Carol : C’est la meilleure et la plus dure

Pierre : C’est une question qui nous obsède beaucoup. On est très intéressés par ce qui est subversifs aujourd’hui. 

Moi je dirai le premier degré, le fait de croire en des choses, de les faire avec sérieux. 

Blandine : Moi je dirai, oser mélanger premier et second degré. Les deux se font, mais passer de l’un à l’autre. C’est compliqué, peut-être que c’est l’époque, tout le monde veut de la clarté. Oser la nuance, l’ambiguïté, l’oscillation entre le premier et le second degré. 

Carol : L’exactitude j’ai l’impression que c’est transgressif. Prendre le temps aussi, c’est transgressif. L’époque laisse peu de temps à l’exactitude, il faut le prendre. 

Arthur : Peut-être le silence. Une certaine forme de transgression serait de n’envoyer aucune information, d’être neutre. 

Arthur G : Qu’est ce que ça vous évoque la Première Pluie ? 

C’est trop beau

Arthur : C’est aussi une question qui nous intéresse beaucoup en ce moment. Moi ça m’évoque le temps premier. 

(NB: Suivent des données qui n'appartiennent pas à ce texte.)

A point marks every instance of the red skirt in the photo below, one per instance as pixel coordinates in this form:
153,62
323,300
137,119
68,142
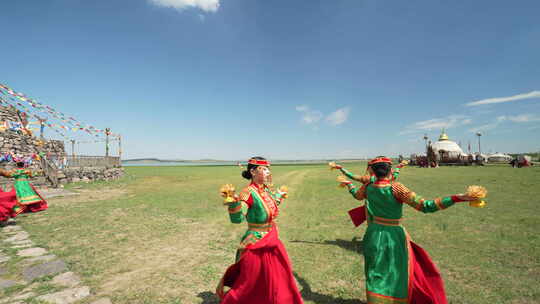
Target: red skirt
8,200
426,285
262,275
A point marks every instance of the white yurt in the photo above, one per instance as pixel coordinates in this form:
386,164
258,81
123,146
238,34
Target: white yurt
499,158
447,150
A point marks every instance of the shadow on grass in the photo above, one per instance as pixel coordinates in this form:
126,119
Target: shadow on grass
354,245
319,298
208,297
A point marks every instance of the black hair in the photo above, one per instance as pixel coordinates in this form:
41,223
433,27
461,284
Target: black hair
381,169
247,173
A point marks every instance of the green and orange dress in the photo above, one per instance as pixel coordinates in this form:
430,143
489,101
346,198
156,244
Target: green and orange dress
28,198
262,272
397,270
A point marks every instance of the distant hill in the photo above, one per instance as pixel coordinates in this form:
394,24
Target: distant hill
157,160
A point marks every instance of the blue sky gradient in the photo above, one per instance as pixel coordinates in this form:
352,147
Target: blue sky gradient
228,79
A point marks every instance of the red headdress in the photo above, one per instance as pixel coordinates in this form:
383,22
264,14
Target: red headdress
258,162
382,159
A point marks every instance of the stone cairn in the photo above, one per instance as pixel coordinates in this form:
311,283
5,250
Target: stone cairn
19,143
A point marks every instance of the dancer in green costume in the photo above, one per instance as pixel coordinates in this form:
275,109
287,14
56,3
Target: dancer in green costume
397,270
28,199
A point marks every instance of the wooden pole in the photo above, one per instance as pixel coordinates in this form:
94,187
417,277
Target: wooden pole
119,150
107,132
73,148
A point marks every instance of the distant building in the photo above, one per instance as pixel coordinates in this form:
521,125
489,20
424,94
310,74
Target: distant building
445,151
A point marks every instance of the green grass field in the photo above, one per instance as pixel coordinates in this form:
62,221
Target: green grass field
162,235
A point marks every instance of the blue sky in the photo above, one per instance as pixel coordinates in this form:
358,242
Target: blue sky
229,79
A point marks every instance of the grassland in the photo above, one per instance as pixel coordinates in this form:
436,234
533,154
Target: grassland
161,234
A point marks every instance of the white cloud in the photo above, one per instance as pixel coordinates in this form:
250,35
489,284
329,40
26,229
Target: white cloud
437,123
524,118
309,116
533,94
339,116
485,127
205,5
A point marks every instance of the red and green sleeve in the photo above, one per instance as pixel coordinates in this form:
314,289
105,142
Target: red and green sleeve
364,179
357,192
236,209
406,196
395,173
276,196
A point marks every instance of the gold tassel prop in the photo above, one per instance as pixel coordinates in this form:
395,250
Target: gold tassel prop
227,192
477,192
285,191
342,181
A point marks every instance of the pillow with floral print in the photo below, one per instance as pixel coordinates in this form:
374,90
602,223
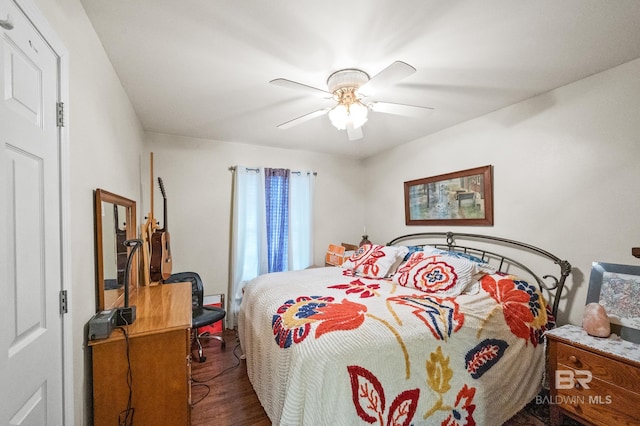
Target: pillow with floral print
375,261
440,273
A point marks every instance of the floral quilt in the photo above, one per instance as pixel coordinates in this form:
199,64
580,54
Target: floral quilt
326,348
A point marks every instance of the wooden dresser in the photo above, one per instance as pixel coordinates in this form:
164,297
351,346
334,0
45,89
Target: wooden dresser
593,380
159,352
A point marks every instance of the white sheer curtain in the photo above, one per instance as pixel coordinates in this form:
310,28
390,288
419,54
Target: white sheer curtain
248,234
301,189
249,229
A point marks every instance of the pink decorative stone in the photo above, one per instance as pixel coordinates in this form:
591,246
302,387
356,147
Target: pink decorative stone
596,321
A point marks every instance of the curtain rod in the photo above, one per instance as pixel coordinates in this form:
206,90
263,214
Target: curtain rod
233,168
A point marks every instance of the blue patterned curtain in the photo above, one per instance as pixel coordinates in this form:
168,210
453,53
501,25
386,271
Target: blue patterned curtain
277,206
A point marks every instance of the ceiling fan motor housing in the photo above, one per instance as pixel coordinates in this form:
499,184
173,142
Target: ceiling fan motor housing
350,77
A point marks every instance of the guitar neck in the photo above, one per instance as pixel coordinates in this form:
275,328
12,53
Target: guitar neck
166,226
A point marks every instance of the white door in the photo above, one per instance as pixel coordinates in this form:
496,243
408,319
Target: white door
31,341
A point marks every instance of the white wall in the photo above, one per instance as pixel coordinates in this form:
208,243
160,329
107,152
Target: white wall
566,174
197,180
106,140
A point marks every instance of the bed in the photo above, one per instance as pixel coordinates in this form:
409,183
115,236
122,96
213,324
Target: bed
450,334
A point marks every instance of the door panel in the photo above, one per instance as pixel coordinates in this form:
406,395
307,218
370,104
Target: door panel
31,269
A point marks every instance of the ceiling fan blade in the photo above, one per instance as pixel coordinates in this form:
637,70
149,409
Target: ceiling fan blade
353,133
303,118
400,109
289,84
388,76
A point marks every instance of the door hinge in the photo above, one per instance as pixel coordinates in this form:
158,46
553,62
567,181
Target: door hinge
60,113
63,302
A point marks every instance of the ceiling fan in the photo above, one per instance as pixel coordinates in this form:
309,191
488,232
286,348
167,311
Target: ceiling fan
351,89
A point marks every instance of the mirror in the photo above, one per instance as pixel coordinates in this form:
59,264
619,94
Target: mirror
115,222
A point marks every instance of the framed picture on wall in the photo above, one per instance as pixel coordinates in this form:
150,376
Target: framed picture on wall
617,289
458,198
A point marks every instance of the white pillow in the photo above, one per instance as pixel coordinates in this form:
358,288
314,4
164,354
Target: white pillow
375,261
440,273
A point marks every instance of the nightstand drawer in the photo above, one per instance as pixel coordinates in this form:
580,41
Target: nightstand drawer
602,403
605,369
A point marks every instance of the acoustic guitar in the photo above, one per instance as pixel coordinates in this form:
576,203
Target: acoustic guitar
160,268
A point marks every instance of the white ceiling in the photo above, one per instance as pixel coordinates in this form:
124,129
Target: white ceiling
201,68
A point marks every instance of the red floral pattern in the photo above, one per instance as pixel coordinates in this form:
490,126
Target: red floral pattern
357,286
519,307
462,413
370,402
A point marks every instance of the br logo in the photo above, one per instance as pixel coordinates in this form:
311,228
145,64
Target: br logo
568,379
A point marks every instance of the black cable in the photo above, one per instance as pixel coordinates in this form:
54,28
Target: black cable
125,418
226,370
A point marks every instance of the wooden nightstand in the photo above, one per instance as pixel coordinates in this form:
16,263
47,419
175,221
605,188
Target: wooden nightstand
593,380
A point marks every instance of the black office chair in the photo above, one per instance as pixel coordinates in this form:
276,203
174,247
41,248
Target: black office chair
200,315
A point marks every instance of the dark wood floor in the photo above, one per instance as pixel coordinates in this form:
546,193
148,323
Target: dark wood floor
221,393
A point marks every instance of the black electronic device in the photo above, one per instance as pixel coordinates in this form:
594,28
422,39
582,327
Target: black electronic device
102,324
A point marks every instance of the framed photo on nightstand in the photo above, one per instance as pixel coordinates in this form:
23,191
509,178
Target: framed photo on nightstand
617,289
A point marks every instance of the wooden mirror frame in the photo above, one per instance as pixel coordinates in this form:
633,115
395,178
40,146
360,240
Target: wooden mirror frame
104,301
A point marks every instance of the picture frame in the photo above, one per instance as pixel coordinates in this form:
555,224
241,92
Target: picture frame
458,198
617,288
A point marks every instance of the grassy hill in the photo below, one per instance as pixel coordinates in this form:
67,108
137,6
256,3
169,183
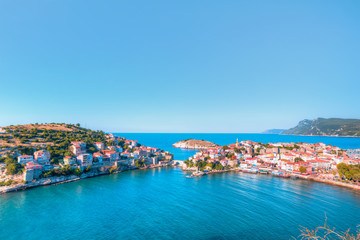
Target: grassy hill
326,127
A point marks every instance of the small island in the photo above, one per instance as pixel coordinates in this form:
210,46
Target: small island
194,144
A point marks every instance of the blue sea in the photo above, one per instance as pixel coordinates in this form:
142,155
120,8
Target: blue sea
164,204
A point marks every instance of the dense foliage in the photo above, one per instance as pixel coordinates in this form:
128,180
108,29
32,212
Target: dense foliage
323,126
57,142
349,172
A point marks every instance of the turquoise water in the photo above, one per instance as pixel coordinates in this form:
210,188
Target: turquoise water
164,204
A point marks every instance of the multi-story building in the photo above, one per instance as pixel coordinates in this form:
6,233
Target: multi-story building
98,157
85,160
42,156
99,145
69,160
77,150
114,156
23,159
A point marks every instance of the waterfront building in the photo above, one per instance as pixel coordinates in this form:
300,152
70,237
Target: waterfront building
23,159
85,160
99,145
98,157
77,150
35,168
114,156
69,160
42,156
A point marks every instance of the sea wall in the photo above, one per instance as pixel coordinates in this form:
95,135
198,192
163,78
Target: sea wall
62,179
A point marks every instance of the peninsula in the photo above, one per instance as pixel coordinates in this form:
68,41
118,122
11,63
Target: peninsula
319,162
41,154
194,144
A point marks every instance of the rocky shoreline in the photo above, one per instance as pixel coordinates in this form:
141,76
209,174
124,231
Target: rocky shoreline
63,179
309,178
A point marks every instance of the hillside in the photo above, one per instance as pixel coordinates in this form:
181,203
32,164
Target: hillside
194,144
273,131
326,127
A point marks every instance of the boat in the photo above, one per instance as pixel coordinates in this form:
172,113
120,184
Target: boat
251,170
197,174
280,174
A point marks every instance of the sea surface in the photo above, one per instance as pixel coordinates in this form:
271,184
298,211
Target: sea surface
164,204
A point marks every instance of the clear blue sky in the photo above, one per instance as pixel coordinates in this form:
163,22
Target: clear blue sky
179,66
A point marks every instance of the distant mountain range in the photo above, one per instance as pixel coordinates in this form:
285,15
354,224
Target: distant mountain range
326,127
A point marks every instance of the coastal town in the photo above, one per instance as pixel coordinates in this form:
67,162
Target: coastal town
80,160
304,160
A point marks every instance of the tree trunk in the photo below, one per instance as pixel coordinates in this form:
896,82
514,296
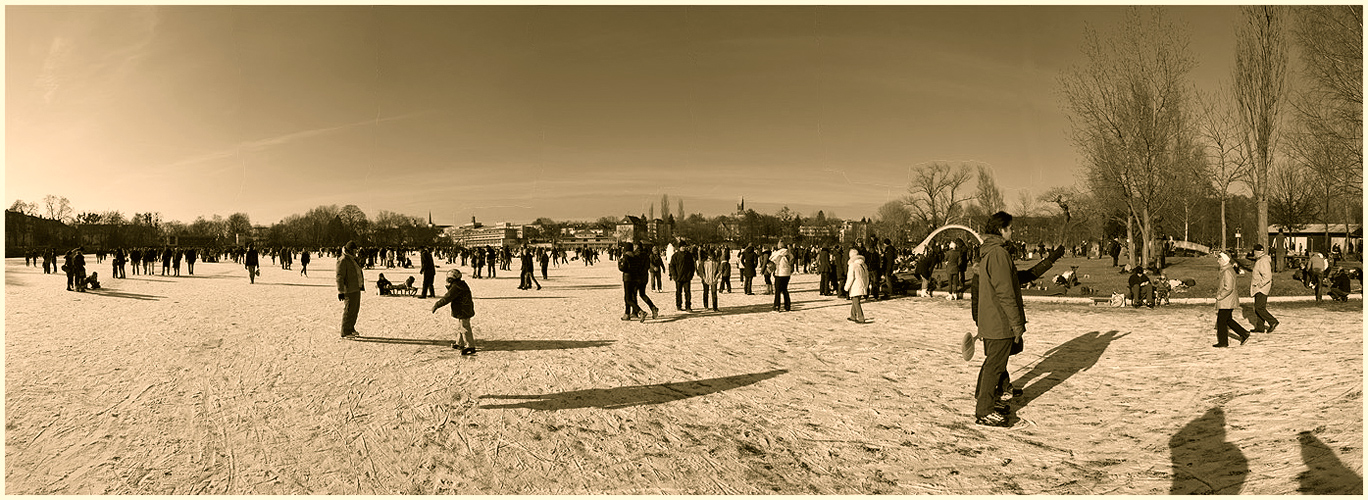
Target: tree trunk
1223,244
1263,219
1130,239
1147,233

Pierre : Est-ce qu’il a plu une première fois ? 

Arthur : Bah je pense

Pierre : Est-ce qu’il pleuvait au temps des dinosaures ? 

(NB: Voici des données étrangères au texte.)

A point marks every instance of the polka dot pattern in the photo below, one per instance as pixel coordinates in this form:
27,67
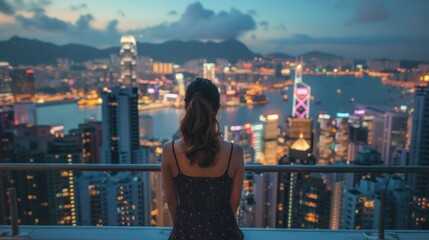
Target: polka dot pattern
204,211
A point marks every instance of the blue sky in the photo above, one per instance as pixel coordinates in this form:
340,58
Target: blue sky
396,29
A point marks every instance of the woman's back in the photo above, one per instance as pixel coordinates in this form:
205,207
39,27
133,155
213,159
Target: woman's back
202,174
204,211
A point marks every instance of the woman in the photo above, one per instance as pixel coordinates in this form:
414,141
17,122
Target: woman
203,175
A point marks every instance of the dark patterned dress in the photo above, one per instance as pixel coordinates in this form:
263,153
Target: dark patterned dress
204,210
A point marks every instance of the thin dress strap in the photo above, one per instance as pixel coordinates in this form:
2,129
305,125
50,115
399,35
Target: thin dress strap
229,160
175,158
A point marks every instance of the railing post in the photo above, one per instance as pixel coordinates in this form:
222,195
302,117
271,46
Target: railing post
382,215
13,211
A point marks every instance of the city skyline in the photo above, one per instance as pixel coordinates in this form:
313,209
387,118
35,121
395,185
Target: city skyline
352,29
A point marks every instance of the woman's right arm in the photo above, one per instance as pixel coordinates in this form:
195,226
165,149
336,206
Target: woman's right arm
168,184
237,180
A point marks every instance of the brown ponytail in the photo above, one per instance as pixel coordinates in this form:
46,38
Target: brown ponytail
199,127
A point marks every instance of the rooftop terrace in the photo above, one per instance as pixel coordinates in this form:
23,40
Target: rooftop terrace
154,233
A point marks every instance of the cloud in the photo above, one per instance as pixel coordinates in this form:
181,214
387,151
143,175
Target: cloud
304,39
252,13
121,13
340,4
172,13
195,23
368,11
84,21
35,6
6,8
281,27
198,23
264,25
42,22
79,7
112,26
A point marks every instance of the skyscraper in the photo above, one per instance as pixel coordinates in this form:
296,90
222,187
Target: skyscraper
271,131
301,95
128,62
120,126
91,136
395,135
419,155
5,80
361,205
209,71
61,184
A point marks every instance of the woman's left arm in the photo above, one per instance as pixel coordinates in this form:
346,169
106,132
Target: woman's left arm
168,184
237,179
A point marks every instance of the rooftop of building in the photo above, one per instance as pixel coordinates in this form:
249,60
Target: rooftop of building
158,233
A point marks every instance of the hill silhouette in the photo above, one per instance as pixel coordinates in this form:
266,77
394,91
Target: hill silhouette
24,51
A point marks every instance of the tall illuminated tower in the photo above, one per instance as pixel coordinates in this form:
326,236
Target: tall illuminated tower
128,62
301,95
209,71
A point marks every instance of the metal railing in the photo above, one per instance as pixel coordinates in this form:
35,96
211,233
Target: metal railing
249,168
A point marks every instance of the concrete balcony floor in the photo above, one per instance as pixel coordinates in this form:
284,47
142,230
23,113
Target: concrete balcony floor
158,233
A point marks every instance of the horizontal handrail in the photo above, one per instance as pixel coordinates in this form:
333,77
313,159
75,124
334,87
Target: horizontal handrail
249,168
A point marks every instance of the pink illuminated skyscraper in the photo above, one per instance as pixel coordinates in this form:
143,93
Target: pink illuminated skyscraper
301,95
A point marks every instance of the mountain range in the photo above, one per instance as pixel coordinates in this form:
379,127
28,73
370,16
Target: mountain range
23,51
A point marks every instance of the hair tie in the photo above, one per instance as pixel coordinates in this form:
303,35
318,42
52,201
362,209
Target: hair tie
197,94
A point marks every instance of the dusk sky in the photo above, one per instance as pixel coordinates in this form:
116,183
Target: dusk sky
396,29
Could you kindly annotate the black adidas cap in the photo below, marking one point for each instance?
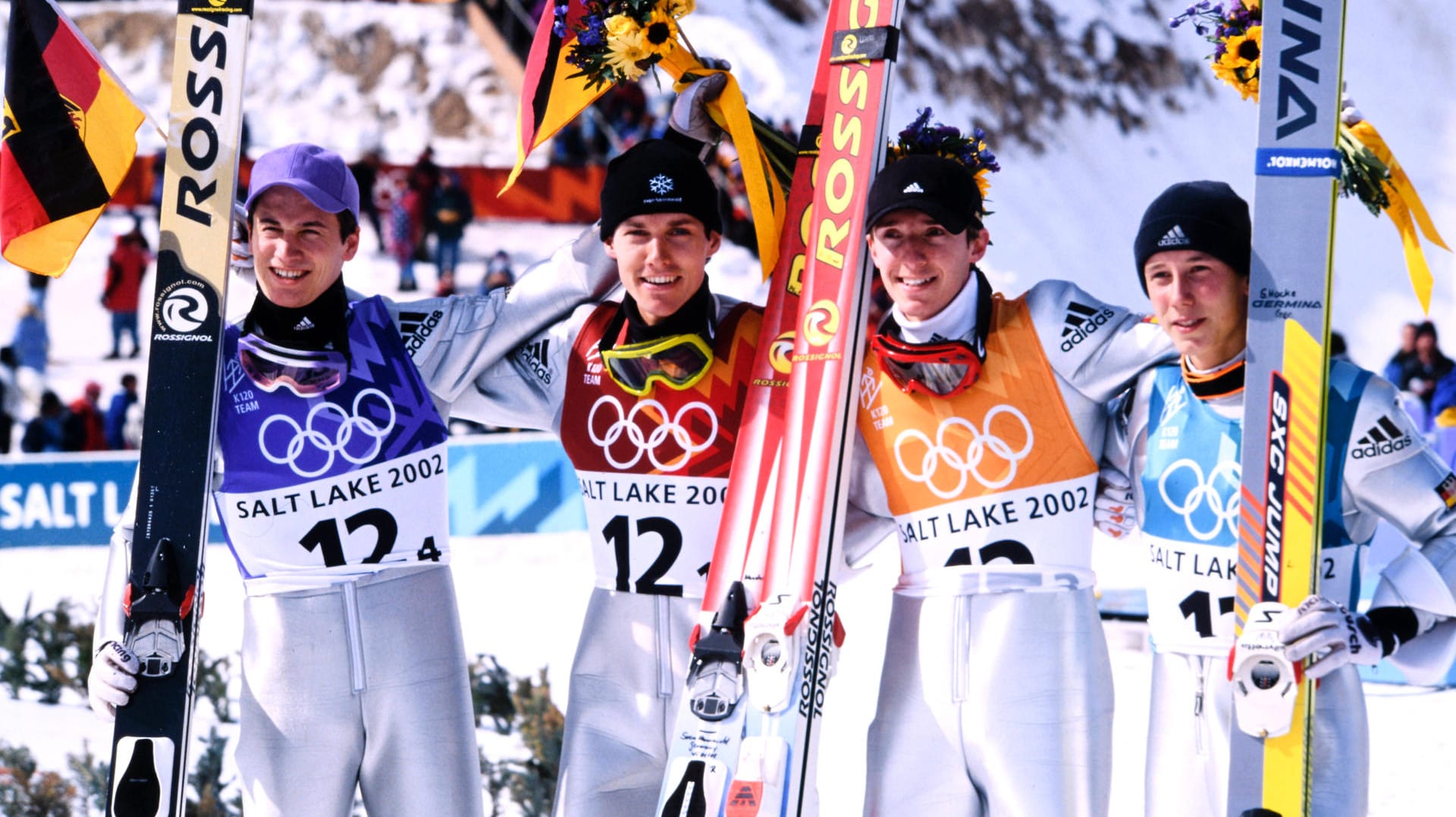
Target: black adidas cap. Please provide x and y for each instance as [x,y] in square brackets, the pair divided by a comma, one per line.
[941,188]
[1203,216]
[658,177]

Blandine : Ils ont du avoir peur

Arthur : Il y aura surement une dernière pluie aussi

Pierre : Quand j’entends première pluie, je pense à quand il pleut alors qu’on avait oublié ce que c’était, ou quand il pleut dans un monde où on pensait qu’il n’allait plus jamais pleuvoir. Genre découvrir, encore. J’imagine un grand champs, assez vert, peut-être un peu jaune justement à cause de l’absence d’eau et soudain on sent des petites gouttes et on se dit “ah, c’est ça”. Une chose qui peut tomber encore du ciel. 

Blandine : Moi je me souviens de la première fois où j’ai compris qu’il pleuvait quand j’étais petite. Je me souviens qu’il m’a forcé à affronter cette peur. Il m’a dit d’aller dehors. Puis il voulait que je marche sur un pont. Peut-être que j’ai vu de la pluie avant, mais je m’en souviens comme quelque chose d’inaugural. On peut avoir deux attitudes face à la pluie, se cacher ou s’ouvrir. 

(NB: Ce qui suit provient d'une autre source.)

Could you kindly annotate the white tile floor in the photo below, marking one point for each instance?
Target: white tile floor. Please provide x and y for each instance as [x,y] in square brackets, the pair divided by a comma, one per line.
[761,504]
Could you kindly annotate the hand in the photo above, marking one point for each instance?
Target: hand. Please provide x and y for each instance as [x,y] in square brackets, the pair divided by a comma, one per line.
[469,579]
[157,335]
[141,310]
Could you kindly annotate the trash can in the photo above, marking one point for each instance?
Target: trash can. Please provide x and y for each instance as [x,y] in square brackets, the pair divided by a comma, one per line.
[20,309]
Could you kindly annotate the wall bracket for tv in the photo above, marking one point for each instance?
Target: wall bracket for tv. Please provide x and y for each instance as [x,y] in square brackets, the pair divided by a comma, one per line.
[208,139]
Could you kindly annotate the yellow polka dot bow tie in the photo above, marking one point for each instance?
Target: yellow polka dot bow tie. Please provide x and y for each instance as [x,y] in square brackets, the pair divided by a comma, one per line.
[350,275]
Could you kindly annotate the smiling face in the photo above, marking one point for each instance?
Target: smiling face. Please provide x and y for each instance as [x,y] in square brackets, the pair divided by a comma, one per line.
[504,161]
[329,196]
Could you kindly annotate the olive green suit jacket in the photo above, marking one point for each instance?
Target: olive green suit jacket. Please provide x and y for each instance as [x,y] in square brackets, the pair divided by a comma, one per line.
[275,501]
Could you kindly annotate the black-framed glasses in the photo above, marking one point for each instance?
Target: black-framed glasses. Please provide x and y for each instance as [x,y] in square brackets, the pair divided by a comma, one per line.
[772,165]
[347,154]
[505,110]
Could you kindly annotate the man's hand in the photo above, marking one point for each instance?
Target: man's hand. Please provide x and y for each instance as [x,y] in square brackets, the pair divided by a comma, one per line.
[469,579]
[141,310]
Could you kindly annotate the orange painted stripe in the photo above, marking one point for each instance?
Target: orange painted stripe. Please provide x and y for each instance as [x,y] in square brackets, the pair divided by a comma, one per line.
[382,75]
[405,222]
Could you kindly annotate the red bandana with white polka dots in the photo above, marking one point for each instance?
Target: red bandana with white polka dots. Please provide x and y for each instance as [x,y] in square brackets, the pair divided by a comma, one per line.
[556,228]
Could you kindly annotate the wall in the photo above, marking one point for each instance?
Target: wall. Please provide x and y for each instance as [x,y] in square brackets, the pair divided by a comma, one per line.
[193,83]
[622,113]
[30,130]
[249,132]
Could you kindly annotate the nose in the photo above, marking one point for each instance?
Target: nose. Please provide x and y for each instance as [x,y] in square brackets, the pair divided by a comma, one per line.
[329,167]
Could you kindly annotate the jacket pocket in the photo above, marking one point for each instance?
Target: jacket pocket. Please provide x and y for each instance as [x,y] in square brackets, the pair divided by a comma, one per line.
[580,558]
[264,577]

Arthur : Un dernier conseil pour les lecteurs de Première Pluie : Si vous voulez vivre une première pluie, allez dans les pays d’Asie du sud est, par exemple en Thaïlande. La pluie là-bas a la particularité d’être chaude, presque à 37 degrés. Je me souviens que quand j’ai senti ma première pluie chaude, j’ai eu l’impression de sentir ma première pluie. L’impression de découvrir un phénomène naturel qu’on a senti des milliers de fois sur sa peau. Pour la première fois on fait attention à quelque chose qu’on connaît.